L’histoire du ZX Spectrum est intimement liée au succès des jeux vidéo au Royaume-Uni depuis le début des années 80. Initiateur du phénomène Britsoft, son prix très abordable contribua à l’émergence de bon nombre de développeurs talentueux outre Manche. Grand Theft Auto, WipEout, Little Big Planet ou Perfect Dark n’auraient vraisemblablement jamais vu le jour sans l’avènement de cet ordinateur mythique pour les britanniques. Une réédition de cet ordinateur est d’ores et déjà disponible.
Imaginez 2,5 millions de foyers équipés en 6 ans, un véritable record dans les années 80, et au moins autant de jeunes esprits talentueux, avides de hack et de programmation, exprimant un certain esprit punk en programmant sur les claviers de leurs Spectrums. Les difficiles années Thatcher auront au moins eu le mérite d’abriter le mouvement Britsoft.
Un esprit “British” se retrouve d’ailleurs très clairement dans la ludothèque de l’ordinateur, vendu en version 48k ou 128k. Ne seraient-ce que des titres comme Skool Daze ou Jack the Nipper (présent de base dans cette réédition du Spectrum), qui dépeignent une société anglaise ancrée dans cette époque.
Redécouvrir ou appréhender pour la première fois des titres comme Ant Attack, l’un des précurseurs de la 3D isométrique, ou Exolon, sorte de run and gun au gameplay aussi agréable qu’exigeant, font partie des nombreuses surprises que recèlent cette réédition. Près de 50 titres sont disponibles de base dans la machine, au clavier au toucher “caoutchouc”, quand des roms dumpés peuvent être ajoutés via une clé USB fournie.
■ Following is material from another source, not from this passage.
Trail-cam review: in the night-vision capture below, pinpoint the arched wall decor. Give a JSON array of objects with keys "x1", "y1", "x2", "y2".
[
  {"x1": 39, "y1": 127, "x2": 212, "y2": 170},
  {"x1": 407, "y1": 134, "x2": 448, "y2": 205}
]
Cette époque bénie pour le jeu vidéo avait la particularité de n’offrir que peu d’espace ou de temps aux programmeurs et graphistes pour faire tester leurs titres. Les difficultés des jeux s’en trouvaient donc exacerbées, et The Spectrum pallie, comme bien d’autres systèmes de retro gaming aujourd’hui (nous pensons à l’Evercade, ou aux diverses compilations de jeux Mega Drive, ou aux consoles “mini”) à cette difficulté, par des options de sauvegardes de parties à n’importe quel moment.
Certains préféreront ne jamais les utiliser, arguant que cela trahirait les objectifs des développeurs. Peut-être ont-ils raison, quand bien même ces développeurs avaient parfois tellement la “tête dans le guidon”, dépourvus d’un regard extérieur, que leurs œuvres en devenaient trop ardues. Toujours est-il que The Spectrum donne le choix au joueur d’utiliser ou non cette possibilité.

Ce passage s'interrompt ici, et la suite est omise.